Calculating Your Strategy

For Each VM, Answer:

RPO: How much data loss is acceptable?
- Minutes → Replication + frequent backups
- Hours → Hourly backups
- Days → Daily backups
RTO: How fast must it recover?
- Minutes → Replication + HA
- Hours → Local PBS restore
- Days → Off-site restore okay
Retention: How far back might you need?
- Days → Short retention
- Months → Longer retention
- Compliance → Years (archive separately)

Example: Different VM Classes

Class A: Critical (database, ERP)
- RPO: 15 minutes
- RTO: 30 minutes
- Retention: 90 days
Strategy: Replication (15 min) + Hourly PBS + Monthly off-site

Class B: Important (web servers, apps)
- RPO: 1 hour
- RTO: 4 hours
- Retention: 30 days
Strategy: Hourly PBS backup

Class C: Development (test VMs)
- RPO: 24 hours
- RTO: Next business day
- Retention: 7 days
Strategy: Daily PBS backup

Class D: Ephemeral (CI runners)
- RPO: N/A (rebuild from config)
- RTO: Minutes (just recreate)
- Retention: None
Strategy: No backup (infrastructure as code)

Testing Your Strategy

Monthly Tests

# 1. Snapshot rollback test
qm snapshot 100 test-snap
# Make a change
qm rollback 100 test-snap
# Verify rollback worked

# 2. Backup restore test
qmrestore pbs-store:backup/vm/100/... 900
qm start 900
# Verify VM works
qm destroy 900

# 3. Replication failover test
# Stop source VM
qm stop 100
# Start replica on other node
# Verify it works
# Fail back to primary

Document Results

Test Date: 2025-01-08
Tested by: Admin

Snapshot rollback: PASS (30 seconds)
PBS restore (100GB VM): PASS (12 minutes)
Replication failover: PASS (2 minutes)

Issues found: None
Next test: 2025-02-08

The Lesson

Replication is not a replacement for PBS. It’s a different layer.
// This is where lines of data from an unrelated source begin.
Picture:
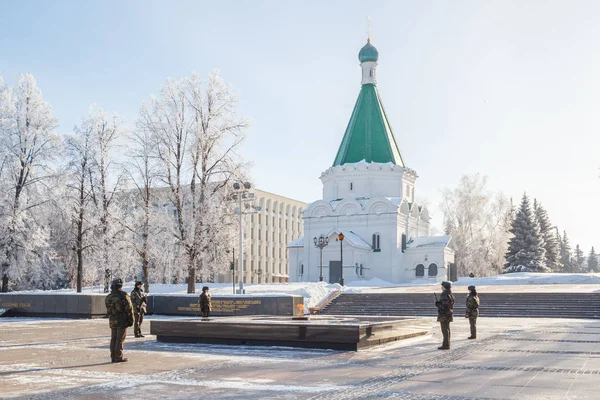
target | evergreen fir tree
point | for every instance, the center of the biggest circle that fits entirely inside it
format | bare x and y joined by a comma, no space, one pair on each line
548,235
579,260
565,254
592,261
525,249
Each protection layer handles different failures:

Snapshots: Undo mistakes (same disk)
Backups: Recover from hardware failure (different storage)
Replication: Fast failover (different node)
Off-site: Survive site disasters (different location)

The failure you’ll have is the one you didn’t plan for. If you only have replication, you’ll face data corruption. If you only have daily backups, you’ll have the failure at 11 PM. If you only have on-site backups, you’ll have the site disaster.

Layer your protection. Test your recovery. Know exactly what each layer protects against and what it doesn’t.